Reducing the role of insurance in medical treatment will mean more direct engagement between doctors and patients. It would encourage patients to realize the essential role they play in sustaining and improving their own health. With guidance from health care providers, patients could better educate themselves about lifestyle habits to ward off risks to their wellness. Physicians would be paid for health care, not just sick care.

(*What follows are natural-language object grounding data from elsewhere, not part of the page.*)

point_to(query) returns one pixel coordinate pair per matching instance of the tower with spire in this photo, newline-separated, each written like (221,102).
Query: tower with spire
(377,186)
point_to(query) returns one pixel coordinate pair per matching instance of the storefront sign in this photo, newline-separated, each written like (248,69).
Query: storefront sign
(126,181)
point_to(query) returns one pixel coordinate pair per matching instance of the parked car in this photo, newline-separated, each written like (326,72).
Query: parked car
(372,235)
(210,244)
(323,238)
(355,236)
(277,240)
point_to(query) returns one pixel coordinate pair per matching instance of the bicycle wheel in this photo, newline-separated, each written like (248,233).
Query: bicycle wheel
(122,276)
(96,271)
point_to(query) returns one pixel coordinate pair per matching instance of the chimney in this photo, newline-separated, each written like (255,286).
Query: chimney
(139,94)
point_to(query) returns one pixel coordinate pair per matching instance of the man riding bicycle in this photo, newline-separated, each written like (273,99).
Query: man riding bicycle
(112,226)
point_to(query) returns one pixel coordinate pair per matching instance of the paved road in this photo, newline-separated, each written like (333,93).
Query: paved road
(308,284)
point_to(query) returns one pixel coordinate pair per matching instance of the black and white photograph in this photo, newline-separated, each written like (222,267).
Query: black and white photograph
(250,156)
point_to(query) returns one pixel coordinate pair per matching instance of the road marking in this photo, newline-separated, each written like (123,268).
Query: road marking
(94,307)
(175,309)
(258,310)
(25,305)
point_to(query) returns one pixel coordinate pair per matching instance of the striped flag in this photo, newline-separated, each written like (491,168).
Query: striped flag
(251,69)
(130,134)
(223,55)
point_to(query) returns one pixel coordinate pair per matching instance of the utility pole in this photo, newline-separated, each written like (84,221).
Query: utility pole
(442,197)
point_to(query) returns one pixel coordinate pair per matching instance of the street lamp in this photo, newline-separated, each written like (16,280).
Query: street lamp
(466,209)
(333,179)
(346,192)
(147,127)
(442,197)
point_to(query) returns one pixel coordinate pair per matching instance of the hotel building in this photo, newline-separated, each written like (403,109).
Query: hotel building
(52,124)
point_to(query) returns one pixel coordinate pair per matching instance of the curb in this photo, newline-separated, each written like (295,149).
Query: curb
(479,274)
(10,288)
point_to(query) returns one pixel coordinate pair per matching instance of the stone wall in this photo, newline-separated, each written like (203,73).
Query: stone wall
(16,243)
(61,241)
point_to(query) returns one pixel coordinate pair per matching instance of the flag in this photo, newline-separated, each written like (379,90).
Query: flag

We need doctors facing fewer insurance regulations and receiving reimbursement for quality patient outcomes. We also need patients striving to shape and improve their own health. Together physicians and patients could substantially reduce health care costs in the United States which currently consumes 18 percent of our gross domestic product.

While I like to imagine the day when a job like mine no longer has a place in American life, that dream is not yet on the horizon. But from where I sit, I can promote better alignment of costs and outcomes. In our sights is a strong direct relationship between doctors and patients that benefits both groups. Greater engagement would reduce the role of the aggravating obstacle in the middle: insurance companies. This is a relationship that I, as a health plan CEO and health care consumer, am committed to nurturing.

Chad Westover, MPA, is CEO of University of Utah Health Plans.